Il consigliere regionale Claudio Parente qualche mese fa era stato perentorio: “L’Us Catanzaro il prossimo anno ripartirà da dove lo abbiamo lasciato“. E per ora, l’appuntamento con la gloriosa società giallorossa è esattamente lì: in tribunale. Il pubblico ministero nelle ultime ore ha infatti notificato la chiusura delle indagini alle parti interessate e cioè a tutti coloro che a vario titolo sono intervenuti nella gestione degli ultimi quattro anni di vita (2002-2006) della storica società sportiva catanzarese.
Ora starà proprio agli indagati (Claudio Parente, Domenico Cavallaro, Massimo Poggi, Gerardo Carvelli, Giuseppe Ierace e Bernardo Colao) chiarire la propria posizione attraverso la produzione di cosiddette memorie e dichiarazioni spontanee.
L’avvocato di Bernardo Colao, Salvatore Staiano, si è già affrettato a dichiararsi estremamente tranquillo, e ciò perchè, “da una sommaria lettura delle carte“, il periodo in cui il suo assistito assunse la carica di amministratore risulterebbe non essere interessato dai fatti che stanno alla base delle ipotesi di reato avanzate dal Pm (parliamo di bancarotta fraudolenta e falso in bilancio, innanzitutto).
Ma tranquillo si dice anche Armando Veneto, il difensore dell’ex presidente Parente. In una velina distribuita e prontamente copia/incollata da molti organi d’informazione calabresi – neanche fosse un’ Ansa sulla fine del mondo- l’avvocato afferma che ora il consigliere della LSP potrà finalmente dimostrare la propria estraneità ai fatti contestati, oltre che definire una volta per tutte le “pressioni criminali” di cui più volte si è detto vittima. Lo stesso Parente, più tardi, ha ribadito il concetto facendo riferimento ai soliti “tentativi di estorsione” che -come tutti i fatti di questa vicenda- andranno necessariamente verificati.
Vedremo.
La Guardia di finanza intanto ha comunicato (secondo quanto disposto dal giudice per le indagini preliminari) di aver provveduto al sequestro preventivo di beni per un valore complessivo di 6 milioni di euro. Si tratta di beni immobili, mobili registrati e quote azionarie di proprietà di tutti gli indagati. La polizia tributaria avrebbe riscontrato in particolare un’indebita percezione di contributi pubblici e della Lega calcio.
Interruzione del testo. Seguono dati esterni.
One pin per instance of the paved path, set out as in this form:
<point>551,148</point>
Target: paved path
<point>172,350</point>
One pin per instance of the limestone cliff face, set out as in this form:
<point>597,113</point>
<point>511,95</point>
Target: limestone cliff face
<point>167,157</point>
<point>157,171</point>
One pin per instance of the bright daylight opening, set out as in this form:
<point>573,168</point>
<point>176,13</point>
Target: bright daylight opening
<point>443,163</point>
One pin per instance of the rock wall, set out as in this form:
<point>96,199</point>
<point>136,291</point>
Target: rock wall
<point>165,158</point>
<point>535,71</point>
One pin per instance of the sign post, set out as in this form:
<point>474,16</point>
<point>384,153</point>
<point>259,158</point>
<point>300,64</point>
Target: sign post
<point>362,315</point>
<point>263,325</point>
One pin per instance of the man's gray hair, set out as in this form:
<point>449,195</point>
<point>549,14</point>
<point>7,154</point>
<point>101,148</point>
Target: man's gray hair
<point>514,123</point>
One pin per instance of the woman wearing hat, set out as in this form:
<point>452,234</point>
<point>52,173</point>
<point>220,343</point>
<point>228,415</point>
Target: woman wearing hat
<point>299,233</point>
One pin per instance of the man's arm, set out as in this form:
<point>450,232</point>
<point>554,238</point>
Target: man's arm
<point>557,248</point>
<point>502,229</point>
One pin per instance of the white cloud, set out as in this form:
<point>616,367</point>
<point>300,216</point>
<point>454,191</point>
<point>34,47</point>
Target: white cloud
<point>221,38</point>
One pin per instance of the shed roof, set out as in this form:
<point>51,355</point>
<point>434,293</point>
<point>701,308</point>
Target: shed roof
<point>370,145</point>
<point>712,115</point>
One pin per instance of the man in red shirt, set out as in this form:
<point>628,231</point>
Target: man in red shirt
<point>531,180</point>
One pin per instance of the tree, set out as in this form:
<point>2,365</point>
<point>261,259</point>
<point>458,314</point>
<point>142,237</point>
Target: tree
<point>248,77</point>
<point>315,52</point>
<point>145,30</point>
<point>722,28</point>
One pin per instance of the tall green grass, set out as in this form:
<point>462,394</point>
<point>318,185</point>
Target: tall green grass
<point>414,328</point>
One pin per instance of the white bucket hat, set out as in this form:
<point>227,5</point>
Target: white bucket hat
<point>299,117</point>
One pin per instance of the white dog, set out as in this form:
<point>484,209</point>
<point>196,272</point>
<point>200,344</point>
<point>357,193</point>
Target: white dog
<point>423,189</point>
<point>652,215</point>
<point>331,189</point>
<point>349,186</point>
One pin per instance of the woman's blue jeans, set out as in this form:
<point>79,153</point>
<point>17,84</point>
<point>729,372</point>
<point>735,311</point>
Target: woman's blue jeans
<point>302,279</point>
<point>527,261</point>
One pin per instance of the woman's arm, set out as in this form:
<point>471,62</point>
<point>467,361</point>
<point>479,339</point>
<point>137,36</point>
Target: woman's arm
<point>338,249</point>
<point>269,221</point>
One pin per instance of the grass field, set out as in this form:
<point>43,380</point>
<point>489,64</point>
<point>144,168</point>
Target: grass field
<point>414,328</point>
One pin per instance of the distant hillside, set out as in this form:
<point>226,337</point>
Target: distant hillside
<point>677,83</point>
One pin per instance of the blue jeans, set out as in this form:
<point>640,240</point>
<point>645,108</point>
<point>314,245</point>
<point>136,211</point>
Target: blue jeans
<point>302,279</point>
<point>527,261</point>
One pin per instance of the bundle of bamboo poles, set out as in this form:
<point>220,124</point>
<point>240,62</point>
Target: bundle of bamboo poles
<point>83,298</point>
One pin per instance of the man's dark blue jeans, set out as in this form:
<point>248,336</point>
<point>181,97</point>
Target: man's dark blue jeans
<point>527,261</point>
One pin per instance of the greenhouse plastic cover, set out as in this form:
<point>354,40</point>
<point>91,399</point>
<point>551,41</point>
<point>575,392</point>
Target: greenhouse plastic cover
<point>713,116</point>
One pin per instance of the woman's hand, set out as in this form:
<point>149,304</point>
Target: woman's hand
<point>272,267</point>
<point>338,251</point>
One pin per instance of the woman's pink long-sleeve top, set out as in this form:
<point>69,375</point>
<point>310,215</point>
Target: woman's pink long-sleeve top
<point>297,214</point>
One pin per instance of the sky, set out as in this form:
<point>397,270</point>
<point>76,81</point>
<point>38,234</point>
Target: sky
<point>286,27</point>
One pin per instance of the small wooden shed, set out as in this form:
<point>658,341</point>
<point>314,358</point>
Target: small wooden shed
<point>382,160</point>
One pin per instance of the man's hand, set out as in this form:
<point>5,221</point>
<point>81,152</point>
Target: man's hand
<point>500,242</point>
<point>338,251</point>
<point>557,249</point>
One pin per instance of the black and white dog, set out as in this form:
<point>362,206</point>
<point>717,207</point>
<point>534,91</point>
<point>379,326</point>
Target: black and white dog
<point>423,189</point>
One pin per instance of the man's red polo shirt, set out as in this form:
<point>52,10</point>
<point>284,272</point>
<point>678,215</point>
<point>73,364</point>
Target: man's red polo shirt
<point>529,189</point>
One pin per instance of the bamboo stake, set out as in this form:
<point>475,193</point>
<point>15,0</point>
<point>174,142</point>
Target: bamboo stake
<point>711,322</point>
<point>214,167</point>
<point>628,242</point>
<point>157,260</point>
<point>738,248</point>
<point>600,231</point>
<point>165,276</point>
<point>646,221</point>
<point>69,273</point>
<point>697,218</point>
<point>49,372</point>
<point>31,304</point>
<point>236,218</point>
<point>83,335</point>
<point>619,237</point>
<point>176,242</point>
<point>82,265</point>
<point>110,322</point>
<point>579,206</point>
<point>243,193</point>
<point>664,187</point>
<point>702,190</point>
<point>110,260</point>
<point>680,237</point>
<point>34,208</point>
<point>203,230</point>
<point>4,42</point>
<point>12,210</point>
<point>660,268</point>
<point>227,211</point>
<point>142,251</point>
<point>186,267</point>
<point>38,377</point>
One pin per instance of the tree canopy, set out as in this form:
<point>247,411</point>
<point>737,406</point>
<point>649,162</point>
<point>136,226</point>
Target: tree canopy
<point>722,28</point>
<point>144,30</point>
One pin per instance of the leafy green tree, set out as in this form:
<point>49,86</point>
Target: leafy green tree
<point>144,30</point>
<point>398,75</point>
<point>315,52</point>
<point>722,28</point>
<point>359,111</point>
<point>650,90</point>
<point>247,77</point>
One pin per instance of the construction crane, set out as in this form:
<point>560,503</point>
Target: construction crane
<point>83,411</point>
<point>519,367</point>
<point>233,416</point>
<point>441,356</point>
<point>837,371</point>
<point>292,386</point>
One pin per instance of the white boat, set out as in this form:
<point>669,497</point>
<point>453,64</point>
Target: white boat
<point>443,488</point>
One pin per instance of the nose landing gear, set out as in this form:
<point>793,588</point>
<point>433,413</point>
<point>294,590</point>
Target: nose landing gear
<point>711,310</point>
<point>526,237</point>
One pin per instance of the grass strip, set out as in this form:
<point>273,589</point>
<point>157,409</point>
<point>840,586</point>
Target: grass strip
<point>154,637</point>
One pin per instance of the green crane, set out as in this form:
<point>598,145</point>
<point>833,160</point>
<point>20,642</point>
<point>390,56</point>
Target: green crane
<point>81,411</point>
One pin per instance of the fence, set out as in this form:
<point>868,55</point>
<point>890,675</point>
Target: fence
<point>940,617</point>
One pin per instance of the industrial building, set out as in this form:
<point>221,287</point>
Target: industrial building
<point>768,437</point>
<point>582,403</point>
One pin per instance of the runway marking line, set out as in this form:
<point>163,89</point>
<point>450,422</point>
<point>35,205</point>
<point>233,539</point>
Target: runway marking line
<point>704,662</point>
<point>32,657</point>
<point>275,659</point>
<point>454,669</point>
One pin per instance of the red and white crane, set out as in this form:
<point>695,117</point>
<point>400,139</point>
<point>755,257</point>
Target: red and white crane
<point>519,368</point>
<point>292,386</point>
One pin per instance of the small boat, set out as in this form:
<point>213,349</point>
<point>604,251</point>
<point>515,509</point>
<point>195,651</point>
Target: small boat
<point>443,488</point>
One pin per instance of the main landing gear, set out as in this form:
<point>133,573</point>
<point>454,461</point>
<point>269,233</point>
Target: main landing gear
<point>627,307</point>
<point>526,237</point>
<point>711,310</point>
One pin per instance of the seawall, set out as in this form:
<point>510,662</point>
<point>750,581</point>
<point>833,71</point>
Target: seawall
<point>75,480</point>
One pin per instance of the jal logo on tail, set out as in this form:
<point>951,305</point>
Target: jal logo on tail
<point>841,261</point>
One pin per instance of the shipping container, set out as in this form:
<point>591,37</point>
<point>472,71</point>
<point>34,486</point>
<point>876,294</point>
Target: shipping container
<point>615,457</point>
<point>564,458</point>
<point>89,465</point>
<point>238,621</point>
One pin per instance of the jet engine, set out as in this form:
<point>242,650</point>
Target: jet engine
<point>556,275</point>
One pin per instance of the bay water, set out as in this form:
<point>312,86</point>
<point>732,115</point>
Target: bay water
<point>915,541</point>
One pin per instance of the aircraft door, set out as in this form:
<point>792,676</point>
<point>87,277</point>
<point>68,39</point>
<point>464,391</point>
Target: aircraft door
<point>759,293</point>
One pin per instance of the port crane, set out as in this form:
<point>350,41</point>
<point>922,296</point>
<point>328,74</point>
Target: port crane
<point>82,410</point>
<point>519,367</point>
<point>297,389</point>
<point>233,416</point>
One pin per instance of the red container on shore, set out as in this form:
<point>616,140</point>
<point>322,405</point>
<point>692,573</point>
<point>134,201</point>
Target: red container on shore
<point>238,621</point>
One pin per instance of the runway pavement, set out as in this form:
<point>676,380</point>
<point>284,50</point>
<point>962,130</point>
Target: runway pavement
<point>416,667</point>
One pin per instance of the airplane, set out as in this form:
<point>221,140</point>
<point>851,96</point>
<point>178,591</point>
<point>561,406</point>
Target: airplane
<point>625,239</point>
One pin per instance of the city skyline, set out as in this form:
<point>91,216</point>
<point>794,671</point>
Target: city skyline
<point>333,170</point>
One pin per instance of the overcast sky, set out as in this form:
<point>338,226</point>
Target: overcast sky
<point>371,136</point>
Una vera e propria truffa insomma, che secondo l’accusa era articolata molto semplicemente in tre momenti: presentazione di un bilancio florido (ma del tutto fasullo), acquisizione dei contributi pervenuti in ragione del bilancio presentato e indebita spartizione della torta fra i singoli soci. Peraltro viene in questa stessa fase ricostruito lo stato di salute dell’Uesse. I problemi finanziari avrebbero avuto inizio nell’agosto del 2003 per poi diventare drammatici nelle due stagioni successive di serie B (2004/2005-2005/2006). Una serie di azioni ed omissioni che avrebbero condotto nel giro di pochi mesi al fallimento di una società patrimonio dell’intera collettività cittadina.
Fin qui la cronaca.
Da cittadini e tifosi però, segnaliamo in questa giornata un moto di soddisfazione parziale e del tutto indipendente -s’intenda bene- dalle vicende penali dei singoli indagati. La macchina della giustizia è in moto. E al di là di come si concluderà la vicenda processuale, è in qualche modo rassicurante credere che nessuno possa permettersi di fallire senza incorrere in specifiche conseguenze.
E ciò che vale per la storica, gloriosa e mai dimenticata US, varrà certamente anche per il giovane, disastrato e inguardabile FC.